The Unknown Shore is a novel published in 1959 by Patrick O'Brian. It is the story of two friends, Jack Byron and Tobias Barrow, who sail aboard HMS Wager as part of the voyage around the world led by Anson in 1740. Their ship did not make it all the way around the world, unlike the flag ship. The novel is a fictionalised version of actual events which occurred during the Wager Mutiny.

Some reviewers feel that the midshipman Byron and the somewhat unworldly surgeon's mate Barrow are prototypes for Jack Aubrey and Stephen Maturin, who appear in O'Brian's Aubrey–Maturin series set in the Napoleonic Wars.

In the early part of the novel, set in London, other members of the expedition are featured. They appear in more detail in The Golden Ocean, another O'Brian novel about the Anson expedition.

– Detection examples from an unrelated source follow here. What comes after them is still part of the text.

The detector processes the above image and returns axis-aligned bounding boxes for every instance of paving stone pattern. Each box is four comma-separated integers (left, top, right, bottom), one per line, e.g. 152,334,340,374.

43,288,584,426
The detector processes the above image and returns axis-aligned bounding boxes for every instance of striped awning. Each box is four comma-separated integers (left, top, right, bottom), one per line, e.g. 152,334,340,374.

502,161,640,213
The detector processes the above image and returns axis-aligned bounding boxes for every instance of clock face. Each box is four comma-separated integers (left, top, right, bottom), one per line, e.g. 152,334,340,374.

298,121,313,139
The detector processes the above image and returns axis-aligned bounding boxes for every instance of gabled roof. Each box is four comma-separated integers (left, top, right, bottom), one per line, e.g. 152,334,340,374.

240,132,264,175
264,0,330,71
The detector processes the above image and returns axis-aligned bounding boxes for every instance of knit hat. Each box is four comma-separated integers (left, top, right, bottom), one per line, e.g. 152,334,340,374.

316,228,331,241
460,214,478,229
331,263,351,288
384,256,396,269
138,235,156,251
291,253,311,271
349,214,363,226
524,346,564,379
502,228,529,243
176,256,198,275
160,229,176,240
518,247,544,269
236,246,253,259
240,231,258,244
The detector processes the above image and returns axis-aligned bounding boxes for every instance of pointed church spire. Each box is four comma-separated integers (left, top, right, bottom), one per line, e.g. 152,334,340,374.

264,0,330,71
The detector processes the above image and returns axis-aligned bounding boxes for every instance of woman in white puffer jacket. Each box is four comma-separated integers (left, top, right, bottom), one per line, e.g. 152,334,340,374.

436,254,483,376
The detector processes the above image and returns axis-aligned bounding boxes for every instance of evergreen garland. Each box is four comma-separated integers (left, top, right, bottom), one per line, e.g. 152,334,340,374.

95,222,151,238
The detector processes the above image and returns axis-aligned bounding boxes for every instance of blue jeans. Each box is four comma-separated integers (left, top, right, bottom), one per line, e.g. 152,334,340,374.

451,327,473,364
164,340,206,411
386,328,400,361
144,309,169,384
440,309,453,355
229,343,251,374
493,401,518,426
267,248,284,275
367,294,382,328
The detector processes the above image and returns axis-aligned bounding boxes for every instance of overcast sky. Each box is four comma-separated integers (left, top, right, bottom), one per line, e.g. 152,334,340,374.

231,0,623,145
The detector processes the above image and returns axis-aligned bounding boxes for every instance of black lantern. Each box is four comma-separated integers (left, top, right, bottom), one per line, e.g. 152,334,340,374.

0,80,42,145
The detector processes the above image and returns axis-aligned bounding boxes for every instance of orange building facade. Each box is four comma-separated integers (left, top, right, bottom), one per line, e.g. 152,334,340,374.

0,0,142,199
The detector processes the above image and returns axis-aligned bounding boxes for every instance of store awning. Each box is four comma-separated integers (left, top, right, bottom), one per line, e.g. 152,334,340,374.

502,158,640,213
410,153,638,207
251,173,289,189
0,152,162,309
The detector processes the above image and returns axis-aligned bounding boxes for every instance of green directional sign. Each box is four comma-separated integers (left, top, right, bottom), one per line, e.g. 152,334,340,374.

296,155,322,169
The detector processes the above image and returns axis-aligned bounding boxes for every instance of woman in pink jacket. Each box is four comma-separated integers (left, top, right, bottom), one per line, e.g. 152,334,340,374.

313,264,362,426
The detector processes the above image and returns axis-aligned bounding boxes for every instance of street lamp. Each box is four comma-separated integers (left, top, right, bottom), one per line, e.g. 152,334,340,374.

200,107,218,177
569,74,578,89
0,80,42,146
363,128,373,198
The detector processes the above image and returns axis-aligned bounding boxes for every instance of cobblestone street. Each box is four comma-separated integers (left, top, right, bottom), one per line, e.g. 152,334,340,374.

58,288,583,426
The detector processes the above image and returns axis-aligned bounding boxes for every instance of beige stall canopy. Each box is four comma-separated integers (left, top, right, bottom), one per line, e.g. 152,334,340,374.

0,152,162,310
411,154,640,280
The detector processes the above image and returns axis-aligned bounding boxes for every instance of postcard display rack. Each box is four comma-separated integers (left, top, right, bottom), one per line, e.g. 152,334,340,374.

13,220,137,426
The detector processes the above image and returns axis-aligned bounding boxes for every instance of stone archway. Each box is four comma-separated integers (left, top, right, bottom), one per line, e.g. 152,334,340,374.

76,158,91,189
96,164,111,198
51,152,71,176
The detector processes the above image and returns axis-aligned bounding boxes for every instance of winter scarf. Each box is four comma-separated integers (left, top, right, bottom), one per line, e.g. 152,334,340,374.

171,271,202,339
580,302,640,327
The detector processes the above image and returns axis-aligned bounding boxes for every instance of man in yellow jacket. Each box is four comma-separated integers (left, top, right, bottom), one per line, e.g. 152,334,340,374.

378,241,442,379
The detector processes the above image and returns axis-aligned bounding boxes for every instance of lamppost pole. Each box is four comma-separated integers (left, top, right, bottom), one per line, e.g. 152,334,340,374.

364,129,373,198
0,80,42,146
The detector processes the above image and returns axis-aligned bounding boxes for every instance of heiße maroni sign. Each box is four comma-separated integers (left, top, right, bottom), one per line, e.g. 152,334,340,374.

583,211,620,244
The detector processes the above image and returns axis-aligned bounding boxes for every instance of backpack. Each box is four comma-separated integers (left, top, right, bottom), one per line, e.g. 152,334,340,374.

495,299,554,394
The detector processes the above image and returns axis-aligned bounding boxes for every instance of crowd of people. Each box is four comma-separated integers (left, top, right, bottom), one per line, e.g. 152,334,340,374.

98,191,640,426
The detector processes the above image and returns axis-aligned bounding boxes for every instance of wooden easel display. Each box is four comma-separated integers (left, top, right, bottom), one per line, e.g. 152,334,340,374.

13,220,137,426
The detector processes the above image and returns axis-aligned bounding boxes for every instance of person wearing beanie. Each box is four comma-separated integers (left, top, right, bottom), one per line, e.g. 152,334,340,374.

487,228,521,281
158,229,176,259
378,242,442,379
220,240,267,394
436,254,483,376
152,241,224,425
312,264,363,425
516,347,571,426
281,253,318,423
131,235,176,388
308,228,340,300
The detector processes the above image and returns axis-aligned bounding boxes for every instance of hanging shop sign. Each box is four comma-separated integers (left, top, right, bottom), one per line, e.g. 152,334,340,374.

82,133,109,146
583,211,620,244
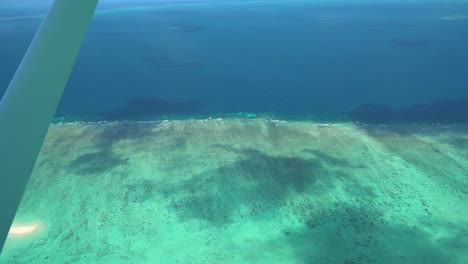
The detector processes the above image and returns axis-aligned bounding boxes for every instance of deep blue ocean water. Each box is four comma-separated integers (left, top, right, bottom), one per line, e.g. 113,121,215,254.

0,2,468,122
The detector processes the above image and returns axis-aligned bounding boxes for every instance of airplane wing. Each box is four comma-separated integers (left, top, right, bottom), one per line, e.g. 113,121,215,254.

0,0,98,252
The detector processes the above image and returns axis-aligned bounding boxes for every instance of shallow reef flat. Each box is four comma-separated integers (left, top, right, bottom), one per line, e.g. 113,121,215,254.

0,119,468,264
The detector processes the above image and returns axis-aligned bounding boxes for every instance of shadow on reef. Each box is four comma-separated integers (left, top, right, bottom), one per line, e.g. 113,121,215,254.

68,123,156,175
276,202,468,264
349,98,468,124
128,145,367,226
99,98,204,120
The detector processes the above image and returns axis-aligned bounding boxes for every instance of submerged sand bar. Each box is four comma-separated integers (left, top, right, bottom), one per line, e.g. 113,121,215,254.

0,119,468,263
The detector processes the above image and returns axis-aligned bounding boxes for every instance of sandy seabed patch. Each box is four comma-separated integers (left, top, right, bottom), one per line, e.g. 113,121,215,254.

0,119,468,263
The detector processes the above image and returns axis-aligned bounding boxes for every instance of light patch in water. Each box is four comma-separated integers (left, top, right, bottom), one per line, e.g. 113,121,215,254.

8,223,40,237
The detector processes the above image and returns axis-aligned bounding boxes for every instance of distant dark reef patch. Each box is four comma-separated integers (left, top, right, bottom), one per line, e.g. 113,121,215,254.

391,39,429,48
99,98,204,120
349,98,468,123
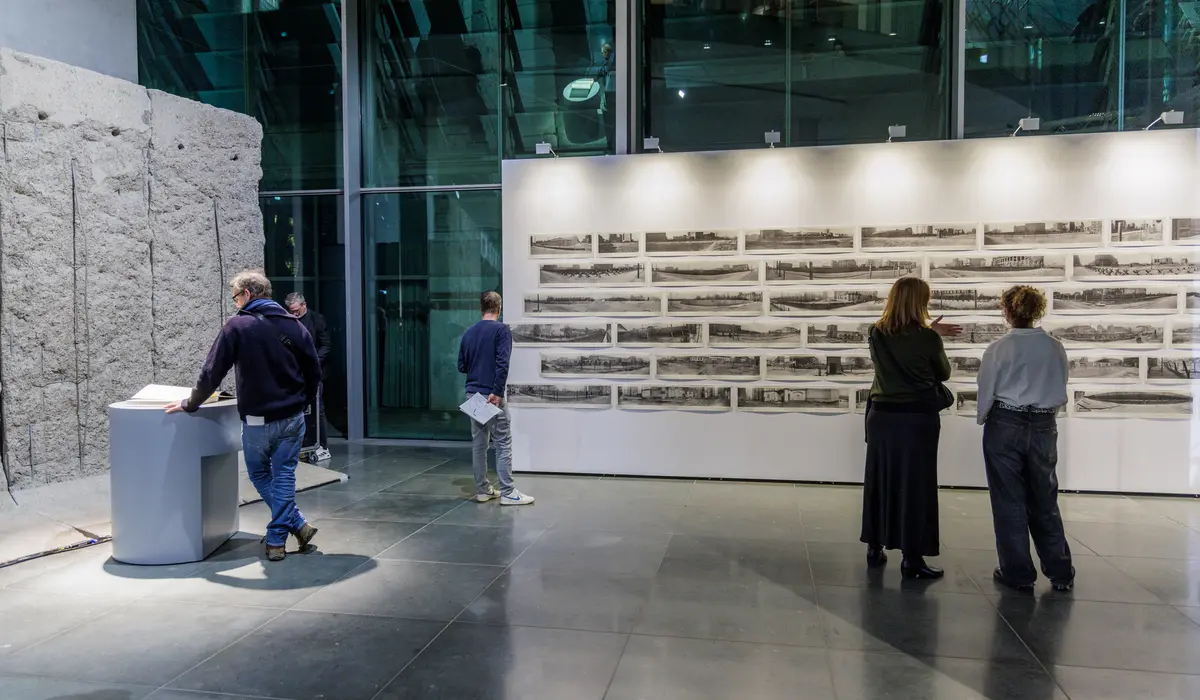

The expedition is beset by storms while rounding of Cape Horn, the Wager is shipwrecked off the coast of Chile as their position could not be determined. The crew reject the authority of their officers, once the ship was wrecked and leave the captain, some officers and some other crew on the island when they sail away in a boat built from the wreck. The marooned officers make their way to a Spanish settlement with the help of the native people. The novel is based on the accounts of the survivors. Survivors from the lower deck made their way back to Britain long before the officers. The novel describes the crew members asserting that the officers had no authority over them, once their ship was wrecked.

The Wager's crew did reject the authority of their officers, once the ship was wrecked. The lesson of the wreck of the Wager played a role in revising naval discipline, so that officers did retain formal authority over crew members, even when their ships were lost or captured.